If that were true, I wouldn't have a problem explaining what it does <wink>.
Examples to ponder:

>>> from BTrees.IIBTree import IIBTree
>>> from BTrees.OOBTree import OOBTree
>>> data = [(i, 2*i) for i in range(-5, 5)]
>>> data
[(-5, -10), (-4, -8), (-3, -6), (-2, -4), (-1, -2), (0, 0),
 (1, 2), (2, 4), (3,6), (4, 8)]
>>> t = IIBTree(data)
>>> u = OOBTree(data)  # same data, different key+value types
>>> t.byValue()        # note that byValue() w/o an arg isn't allowed
Traceback (most recent call last):
  File "<stdin>", line 1, in ?
TypeError: function takes exactly 1 argument (0 given)
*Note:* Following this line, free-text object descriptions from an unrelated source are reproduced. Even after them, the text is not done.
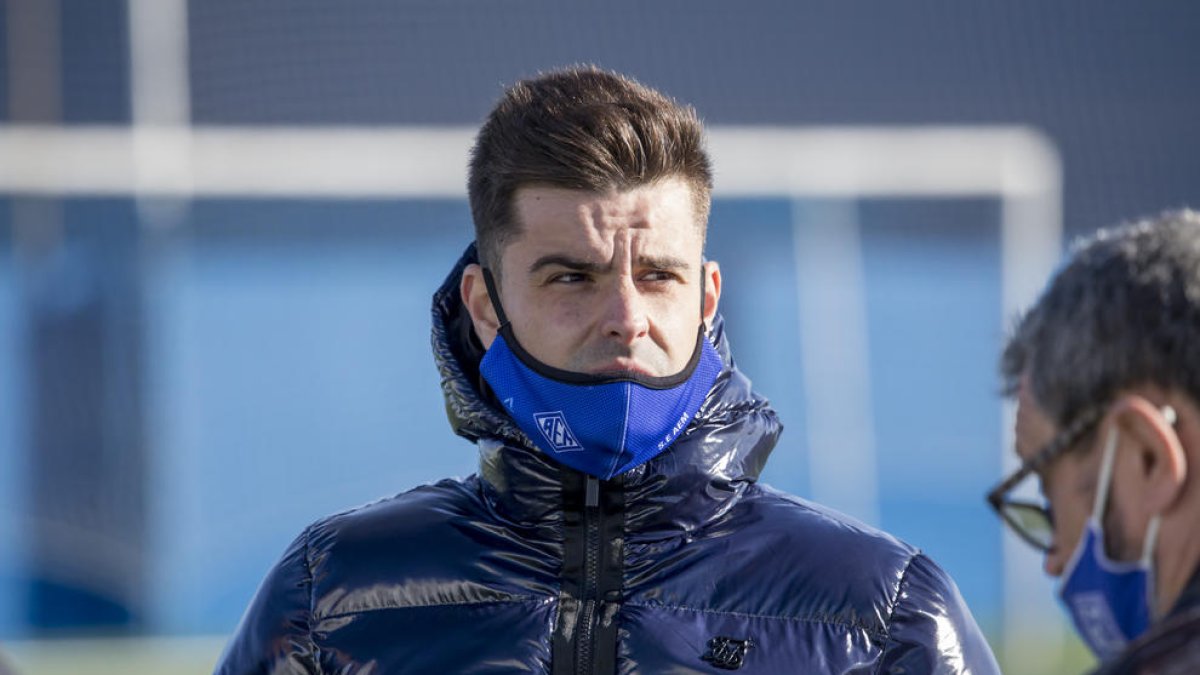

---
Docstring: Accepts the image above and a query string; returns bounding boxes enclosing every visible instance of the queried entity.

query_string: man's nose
[600,278,649,342]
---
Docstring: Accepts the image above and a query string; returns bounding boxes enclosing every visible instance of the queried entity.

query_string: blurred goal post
[0,123,1062,669]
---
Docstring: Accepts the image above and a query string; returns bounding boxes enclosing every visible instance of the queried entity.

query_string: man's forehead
[512,180,696,218]
[504,181,703,262]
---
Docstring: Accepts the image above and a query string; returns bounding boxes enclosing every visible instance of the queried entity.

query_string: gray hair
[1002,209,1200,425]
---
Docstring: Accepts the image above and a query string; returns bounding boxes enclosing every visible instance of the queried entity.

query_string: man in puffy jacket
[216,66,999,674]
[988,210,1200,674]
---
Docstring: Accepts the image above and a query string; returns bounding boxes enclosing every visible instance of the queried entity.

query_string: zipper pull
[585,475,600,508]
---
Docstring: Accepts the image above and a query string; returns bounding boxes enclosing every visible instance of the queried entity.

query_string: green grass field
[2,636,225,675]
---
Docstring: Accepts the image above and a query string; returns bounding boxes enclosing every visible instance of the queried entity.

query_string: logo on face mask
[533,411,583,452]
[1067,591,1129,657]
[658,412,691,451]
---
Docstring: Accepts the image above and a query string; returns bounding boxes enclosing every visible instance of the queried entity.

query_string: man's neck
[1165,564,1200,619]
[1155,504,1200,620]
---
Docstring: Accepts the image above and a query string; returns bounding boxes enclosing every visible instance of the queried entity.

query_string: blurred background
[1,1,1199,673]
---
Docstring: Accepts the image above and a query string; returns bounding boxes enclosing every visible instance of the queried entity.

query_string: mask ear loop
[1141,517,1161,566]
[1094,414,1166,617]
[1139,405,1175,568]
[1095,405,1178,522]
[1137,406,1178,616]
[1092,425,1121,519]
[480,267,511,330]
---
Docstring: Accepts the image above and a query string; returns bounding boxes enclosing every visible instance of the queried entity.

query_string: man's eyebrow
[528,253,692,275]
[637,254,691,271]
[528,255,608,275]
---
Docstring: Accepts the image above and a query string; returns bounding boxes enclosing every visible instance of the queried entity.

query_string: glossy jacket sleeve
[214,528,319,675]
[879,553,1001,674]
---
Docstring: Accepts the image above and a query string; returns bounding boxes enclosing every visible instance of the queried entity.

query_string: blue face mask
[477,267,723,480]
[1057,426,1160,661]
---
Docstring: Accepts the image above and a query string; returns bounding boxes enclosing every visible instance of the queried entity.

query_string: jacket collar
[431,243,782,535]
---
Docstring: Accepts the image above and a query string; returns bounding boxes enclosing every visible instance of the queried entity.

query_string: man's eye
[642,270,678,283]
[549,272,588,284]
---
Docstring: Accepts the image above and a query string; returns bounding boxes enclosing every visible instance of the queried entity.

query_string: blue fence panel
[146,200,479,632]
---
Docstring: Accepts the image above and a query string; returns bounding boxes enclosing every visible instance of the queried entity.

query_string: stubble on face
[497,179,708,377]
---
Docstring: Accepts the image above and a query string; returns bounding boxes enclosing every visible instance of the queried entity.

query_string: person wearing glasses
[988,209,1200,674]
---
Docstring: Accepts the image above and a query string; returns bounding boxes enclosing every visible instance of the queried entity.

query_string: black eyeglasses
[985,406,1105,553]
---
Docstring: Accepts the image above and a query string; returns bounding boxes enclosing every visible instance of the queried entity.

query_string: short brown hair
[467,66,713,272]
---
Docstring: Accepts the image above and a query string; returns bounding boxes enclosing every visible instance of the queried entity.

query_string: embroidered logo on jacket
[702,636,753,670]
[532,411,582,452]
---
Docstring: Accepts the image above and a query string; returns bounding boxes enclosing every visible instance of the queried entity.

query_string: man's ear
[702,260,722,331]
[461,263,499,349]
[1109,394,1188,520]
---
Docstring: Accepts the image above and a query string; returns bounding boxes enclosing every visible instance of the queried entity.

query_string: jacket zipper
[578,475,601,674]
[553,472,621,675]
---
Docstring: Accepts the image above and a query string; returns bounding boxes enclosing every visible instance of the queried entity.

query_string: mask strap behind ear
[481,267,511,329]
[1138,405,1174,566]
[1141,516,1161,566]
[1093,425,1120,518]
[1094,411,1167,567]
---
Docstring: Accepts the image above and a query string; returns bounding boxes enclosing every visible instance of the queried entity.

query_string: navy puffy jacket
[215,246,1000,674]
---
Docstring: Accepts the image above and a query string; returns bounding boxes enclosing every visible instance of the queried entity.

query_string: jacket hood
[431,243,782,536]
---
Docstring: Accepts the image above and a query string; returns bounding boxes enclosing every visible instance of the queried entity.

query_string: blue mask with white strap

>>> t.byValue(-2)  # works close to the way Casey said (with "sorted"
                   # meaning in decreasing order), except that it throws
                   # some (key, value) pairs away
[(8, 4), (6, 3), (4, 2), (2, 1), (0, 0), (-2, -1)]
>>> u.byValue(-2)  # ditto
[(8, 4), (6, 3), (4, 2), (2, 1), (0, 0), (-2, -1)]
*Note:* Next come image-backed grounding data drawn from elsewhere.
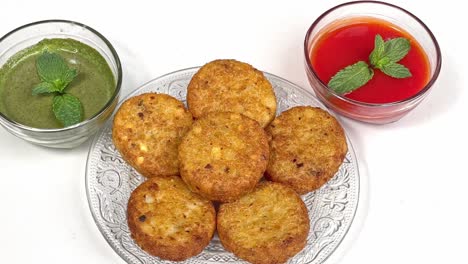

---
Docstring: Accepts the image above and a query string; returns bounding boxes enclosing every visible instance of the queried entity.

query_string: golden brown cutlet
[217,181,310,264]
[178,111,269,202]
[112,93,193,177]
[265,106,348,194]
[187,59,277,128]
[127,176,216,261]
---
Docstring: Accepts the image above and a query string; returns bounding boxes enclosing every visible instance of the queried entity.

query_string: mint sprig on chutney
[32,51,83,127]
[328,34,412,95]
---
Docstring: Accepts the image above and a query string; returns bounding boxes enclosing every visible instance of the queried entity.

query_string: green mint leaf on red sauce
[369,34,385,67]
[382,37,411,63]
[52,94,83,127]
[328,61,374,94]
[380,62,412,78]
[328,34,412,95]
[32,51,83,127]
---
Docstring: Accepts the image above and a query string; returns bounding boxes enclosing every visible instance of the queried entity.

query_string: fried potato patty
[178,112,269,202]
[217,181,310,264]
[265,106,348,194]
[112,93,193,177]
[127,176,216,261]
[187,59,277,128]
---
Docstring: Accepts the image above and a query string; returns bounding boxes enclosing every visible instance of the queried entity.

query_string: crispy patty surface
[178,112,269,202]
[187,59,277,128]
[112,93,193,177]
[217,181,310,264]
[127,176,216,261]
[265,106,348,194]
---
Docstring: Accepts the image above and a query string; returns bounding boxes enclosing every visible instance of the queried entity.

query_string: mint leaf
[380,62,412,78]
[62,68,78,87]
[369,34,385,67]
[33,51,82,127]
[375,57,391,69]
[36,51,71,83]
[32,82,59,95]
[328,61,374,94]
[328,34,412,94]
[36,51,77,93]
[383,37,410,62]
[52,94,83,127]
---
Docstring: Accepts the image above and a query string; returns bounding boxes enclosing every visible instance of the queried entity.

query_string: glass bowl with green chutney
[0,20,122,148]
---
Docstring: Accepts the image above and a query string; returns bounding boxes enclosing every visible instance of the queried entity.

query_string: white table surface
[0,0,466,263]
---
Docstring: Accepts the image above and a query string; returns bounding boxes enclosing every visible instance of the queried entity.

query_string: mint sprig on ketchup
[328,34,412,95]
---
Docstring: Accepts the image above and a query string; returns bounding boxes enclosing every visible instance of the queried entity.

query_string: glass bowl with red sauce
[304,1,441,124]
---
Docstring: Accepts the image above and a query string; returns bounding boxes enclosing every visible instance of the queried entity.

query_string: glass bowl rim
[0,19,122,133]
[303,0,442,108]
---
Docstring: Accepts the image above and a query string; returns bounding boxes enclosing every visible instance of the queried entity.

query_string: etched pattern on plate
[86,68,360,264]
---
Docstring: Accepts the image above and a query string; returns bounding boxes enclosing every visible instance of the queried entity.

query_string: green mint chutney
[0,38,116,128]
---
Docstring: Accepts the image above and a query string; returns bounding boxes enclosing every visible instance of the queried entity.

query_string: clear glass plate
[85,67,360,264]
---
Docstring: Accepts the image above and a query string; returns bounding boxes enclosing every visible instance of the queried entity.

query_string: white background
[0,0,466,263]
>>> t.byValue(0)   # likewise, but throwing more pairs away
[(8, 4), (6, 3), (4, 2), (2, 1), (0, 0)]
>>> u.byValue(0)   # ditto
[(8, 4), (6, 3), (4, 2), (2, 1), (0, 0)]

>>> t.byValue(2)   # oops!  it can also change the values
[(4, 4), (3, 3), (2, 2), (1, 1)]
>>> u.byValue(2)   # oops!  or maybe not, depending on type
[(8, 4), (6, 3), (4, 2), (2, 1)]

>>> t.byValue(5)   # another variant of the last example
[(1, 4), (1, 3)]
>>> u.byValue(5)   # ditto
[(8, 4), (6, 3)]
>>>

So this is really some combination of sorting, filtering, and type-dependent
value arithmetic, all rolled into one.  byValue() isn't called in the Zope3
codebase so far, and I see one use in the Zope2 codebase (in Catalog.py).
I've never seen it called with an argument other than 0 in real life (in
which specific case, and if no value is less than 0, it's easy to explain
what it does).

> ZCatalog uses this to sort "scored" results, such as from text indexes,
> which start as a mapping of rid->score.
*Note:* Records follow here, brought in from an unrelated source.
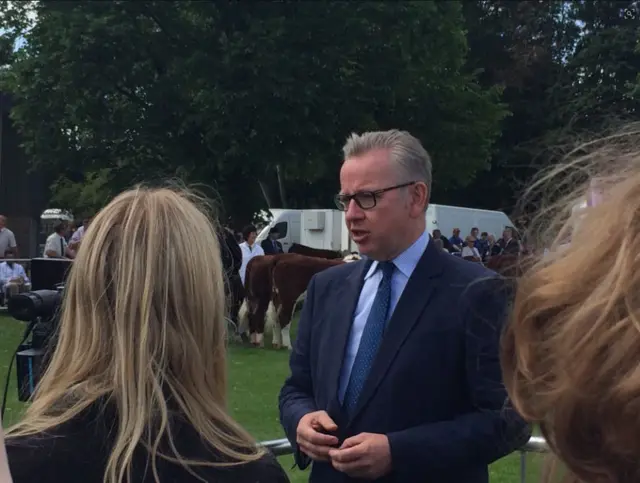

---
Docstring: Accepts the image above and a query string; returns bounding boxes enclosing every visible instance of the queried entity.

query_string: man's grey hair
[342,130,432,200]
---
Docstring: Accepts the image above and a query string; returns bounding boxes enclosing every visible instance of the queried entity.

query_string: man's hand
[329,432,392,480]
[296,410,339,462]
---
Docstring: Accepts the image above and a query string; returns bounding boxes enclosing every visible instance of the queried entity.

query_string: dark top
[219,227,243,276]
[6,404,289,483]
[261,238,283,255]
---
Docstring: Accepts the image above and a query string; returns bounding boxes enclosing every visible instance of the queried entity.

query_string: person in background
[432,237,450,254]
[219,225,243,285]
[0,252,30,305]
[501,132,640,483]
[449,227,463,253]
[477,231,490,259]
[239,224,264,285]
[43,221,72,259]
[431,229,452,252]
[496,227,521,255]
[218,224,245,337]
[280,129,529,483]
[461,235,482,262]
[5,186,289,483]
[261,227,284,255]
[0,216,17,258]
[489,233,502,256]
[68,217,91,252]
[66,220,78,242]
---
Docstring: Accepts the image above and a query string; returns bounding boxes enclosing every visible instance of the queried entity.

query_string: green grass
[0,314,543,482]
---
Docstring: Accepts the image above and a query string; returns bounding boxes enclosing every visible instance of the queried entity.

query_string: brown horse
[288,243,342,260]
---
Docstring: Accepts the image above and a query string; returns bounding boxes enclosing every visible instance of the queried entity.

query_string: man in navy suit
[279,130,529,482]
[261,227,284,255]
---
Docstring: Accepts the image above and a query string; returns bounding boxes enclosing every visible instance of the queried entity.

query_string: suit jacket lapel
[325,259,372,419]
[349,242,446,421]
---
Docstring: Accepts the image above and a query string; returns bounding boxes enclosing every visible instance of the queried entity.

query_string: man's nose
[345,199,365,222]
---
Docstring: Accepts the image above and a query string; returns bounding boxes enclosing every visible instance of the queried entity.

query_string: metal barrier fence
[260,435,549,482]
[0,259,32,265]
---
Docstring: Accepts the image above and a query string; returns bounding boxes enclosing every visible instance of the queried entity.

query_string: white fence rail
[260,435,549,482]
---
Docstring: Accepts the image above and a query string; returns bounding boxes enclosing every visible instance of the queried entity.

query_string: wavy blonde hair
[6,186,265,483]
[502,125,640,483]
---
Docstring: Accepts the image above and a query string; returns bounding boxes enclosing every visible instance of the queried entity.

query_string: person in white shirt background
[0,216,18,258]
[67,217,92,257]
[461,235,482,262]
[43,222,72,259]
[0,251,30,304]
[239,224,264,285]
I'd like a method that did only that much a lot better.  Note that in
ZCTextIndex we didn't sort the whole thing, instead we used an N-best
priority queue to remember just the best N scoring items.  Even running at
Python speed, and using a dirt-dumb list for the queue, this was usually
much faster than sorting the whole result sequence (at C speed) first (&
that's generally true if N is much less than the # of items in the whole
result sequence).

> I have actually been camping on some optimized code for this. The
> current implementation is pretty lame. I came up with a new API,
> keysByValue(), which  returns the keys in order by value, which is
> really all ZCatalog needs. The implementation I have for *IBTree
> variants is 10x faster than the existing byValue implementation.
>
> I should probably get with you and/or Jim and discuss
> generalizing this and integrating it into the BTrees module.
> Basically I need to make it work for *OBTree variants and tangle
> it up with the macros in there.

Yup, more macros is exactly what BTrees need <wink>.  If you lose your one
use for the existing byValue() method then, I'd like to deprecate it for
real, as I don't know of any other uses, it's not even tested, and is hard
to explain.